Growing up I had a friend whose father constantly warned him, “study hard or else you will spend the rest of your life cleaning up other people’s messes.” As one of the world’s most affluent countries, we value cleanliness or at least the appearance of cleanliness. This is why we like to go to Disney World, why we shun restaurants with low health scores, and we flush our toilet paper (this is a largely Western practice—in most other countries it is thrown in a trash can). We value cleanliness, and yet we view those whose job it is to clean with disdain. Truth be told, cleaning is an arduous and incessant task and one worthy of admiration. Dustforce, the new side-scrolling platformer from Hitbox, places players in the shoes of nimble janitors tasked with artfully cleaning various everyday environments.

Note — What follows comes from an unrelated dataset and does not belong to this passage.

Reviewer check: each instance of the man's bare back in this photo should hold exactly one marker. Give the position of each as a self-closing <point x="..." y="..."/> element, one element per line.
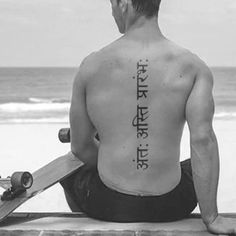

Enemies in the game are not minions trying to kill you but elements of landscapes dirtied by grime, dust, and filth. Instead of eliminating them with a gun or sword, Dustforce arms players with brooms and leaf blowers with which they free woodland animals from oppressive dust, cleanse mansions, and restore laboratories back to working order. Successful sweeps of the broom at aggressive minions do not destroy them but sets them in order. Angry bears turn peaceful, mad scientists return to sanity, and gargoyle’s resume their watchposts. Given videogame’s tendency toward destructive action, Dustforce’s emphasis on restoration is refreshing.
Early on the game seems to value exploration and observation of the environment. In my first session with the game I played for 2 hours straight, admiring its clean hand-drawn art and soothing ambient soundtrack. The game opens in a side scrolling hub of levels—there are woodlands, old mansion, and laboratories to be explored. Each of these environments are compelling—the woodlands are crested with golden orange sunsets and the cityscapes are dotted with stars. These environments were imbued with so much detail that I found myself pausing to take them all in.
At the end of those two hours, however, I realized that I had played through every unlocked level and that unlocking the other levels requires a key. A key is acquired by completing a level without making a single mistake–you cannot miss any dust, you cannot be hit by an enemy, and you cannot lose your combo, meaning you must clean fast. Take too long transitioning from stain to stain or miss any spot of dirt and you fail to earn a key. Thus Dustforce morphs into a platformer that demands precision and deft hands reminiscent of Super Meat Boy or N+. Apparently, cleaning requires more time, persistence, and dexterity than I can muster.
Thus an ambient platformer quickly transforms into an exercise in cold calculation. Given the amount of the world that is only accessible by key, this is certainly what the developers intended. However, given the game’s aesthetic choices, the transition to merciless platformer is jarring. There is something delightful about hitting your combo just right such that an angry bear turns peaceful or a dusty gargoyle returns to it’s proper position. In such moments, if we are paying attention, we should realize that our actions are making a difference. Sadly, however, the game’s insistence on perfection does not allow us to bask in these moments. We’re all too busy frantically trying to maintain our combos. Continued play devolves into rote memorization and environments that once enchanted us only serve to highlight our imperfections.
The more I played the less I cared that I had swept dusty books back into their cases or restored woodland creatures to their proper habitation—keeping my combo had become my sole fixation. I couldn’t appreciate the beauty of the world–I had to memorize every wall jump and perfectly time every boost. As a result, the game is simultaneously frustrating, rewarding, and honest. It is frustrating because the game is requiring of me diligence that I don’t have, meaning there are large portions of the world I will never have the pleasure of cleaning. It’s rewarding because every perfect score feels like a significant accomplishment and honest because it recognizes the difficulty of the janitorial profession.
Nonetheless, Dustforce is a refreshing take on the side scrolling platformer–one in which honors the simple but noble act of cleaning both through its aesthetics and the demands it places on players. Though this combination is necessarily limiting and at times jarring, the end product is certainly the most fun I have ever had cleaning.